Larry's mother, so the child believed, had not kept the code--therefore, Mary-Clare must the more strictly adhere to it and become what the other had not! And how desperately she had struggled to reach her ideal. In the conflict, only her sunny joyous nature had saved her from wreck. Naturally direct and loyal, much of what might have occurred was prevented. Passionate love and devout belief in the old doctor eliminated other dangers.

It was well and right to use your "woman brain," but when in the end you always came to the conclusion that the doctor's way was your way, life was simplified. If one could not fully understand, then all the more reason for relying upon a good guide, a tested friend; but above all other considerations, once the foundation was secure was this: she must make up to her adored doctor and Larry for what that unmentioned, mysterious woman had denied them.
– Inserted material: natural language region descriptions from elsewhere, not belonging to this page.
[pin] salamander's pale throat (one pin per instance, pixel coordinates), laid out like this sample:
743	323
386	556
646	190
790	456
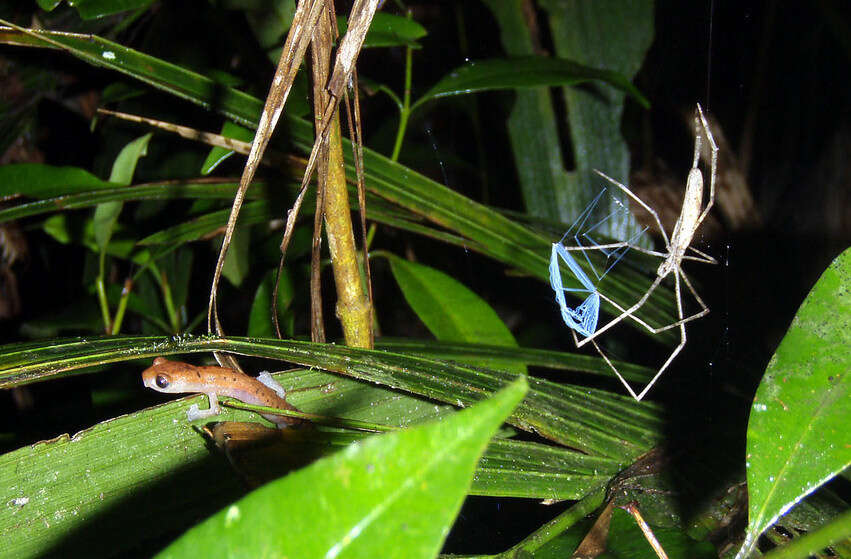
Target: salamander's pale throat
176	377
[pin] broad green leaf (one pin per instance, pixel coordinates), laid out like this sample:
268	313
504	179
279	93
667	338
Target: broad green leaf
519	72
478	227
106	215
798	427
450	311
591	420
471	352
125	164
218	154
152	467
260	317
48	5
532	124
610	35
624	540
36	180
388	30
394	495
811	544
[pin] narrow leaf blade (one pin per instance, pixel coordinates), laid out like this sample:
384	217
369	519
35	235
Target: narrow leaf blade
391	496
451	312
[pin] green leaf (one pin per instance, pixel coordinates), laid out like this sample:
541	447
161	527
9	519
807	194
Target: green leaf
811	544
93	9
520	72
153	463
394	495
106	214
471	224
798	427
591	420
532	124
388	30
125	164
450	311
41	181
614	36
218	154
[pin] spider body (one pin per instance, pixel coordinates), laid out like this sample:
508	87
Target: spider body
691	216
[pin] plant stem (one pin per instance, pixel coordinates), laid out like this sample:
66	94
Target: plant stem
353	308
101	291
405	110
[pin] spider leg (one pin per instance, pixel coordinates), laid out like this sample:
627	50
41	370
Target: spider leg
702	257
628	313
677	349
640	202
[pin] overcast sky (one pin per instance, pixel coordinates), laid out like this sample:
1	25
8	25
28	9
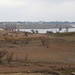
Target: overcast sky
37	10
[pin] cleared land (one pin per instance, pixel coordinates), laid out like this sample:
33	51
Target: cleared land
30	55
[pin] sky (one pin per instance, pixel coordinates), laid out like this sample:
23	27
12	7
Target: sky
37	10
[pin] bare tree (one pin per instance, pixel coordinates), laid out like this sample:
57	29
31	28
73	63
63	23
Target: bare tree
2	54
9	57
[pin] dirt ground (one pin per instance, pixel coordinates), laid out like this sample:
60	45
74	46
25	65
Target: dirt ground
30	55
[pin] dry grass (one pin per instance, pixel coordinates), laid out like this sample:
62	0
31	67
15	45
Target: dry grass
61	50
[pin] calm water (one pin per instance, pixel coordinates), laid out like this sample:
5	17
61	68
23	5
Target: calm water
45	30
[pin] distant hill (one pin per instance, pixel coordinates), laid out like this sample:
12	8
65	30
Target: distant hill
37	25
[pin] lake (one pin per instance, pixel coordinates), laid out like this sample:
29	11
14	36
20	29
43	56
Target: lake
45	30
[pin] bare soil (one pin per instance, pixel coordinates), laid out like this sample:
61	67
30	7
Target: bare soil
31	56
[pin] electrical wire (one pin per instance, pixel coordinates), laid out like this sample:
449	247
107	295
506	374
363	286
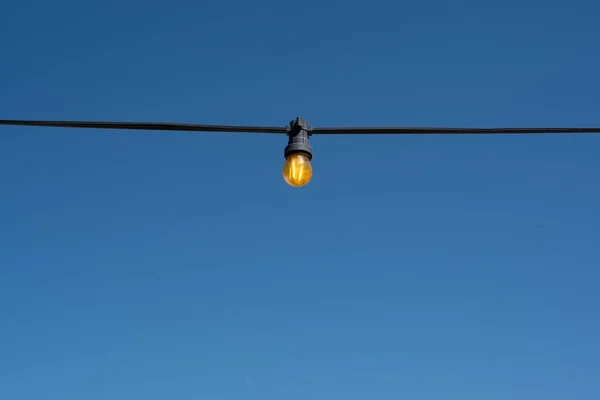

It had all seemed so simple, when one did not know!

That was it. Breathing hard, Mary-Clare came back to the present. She could not know until she had lived, and being married did not stop life. And now, Mary-Clare could consider, as if apart from herself, from the girl who had married Larry because he had caught the dying request of the old doctor. She had wanted to do right at that last tragic moment. She had done it with the false understanding of reality and found out the truth--by living. It had seemed to her, in her ignorance, the only way to relieve the suffering of the dying: to help Larry who was deprived of everything.

Mary-Clare must not desert, as the unmentioned woman had.

But life, living--how they had torn the blindness from her! How she had paid and paid until that awful awakening after the birth and death of her last child, three months before! She had tried then to make Larry understand before he went away, but she could not! Larry always ascribed her moods, as he called them, to her "just going to have a child," or "getting over having one."

He had gone away tolerant, but with a warning: "A man isn't going to stand too much!"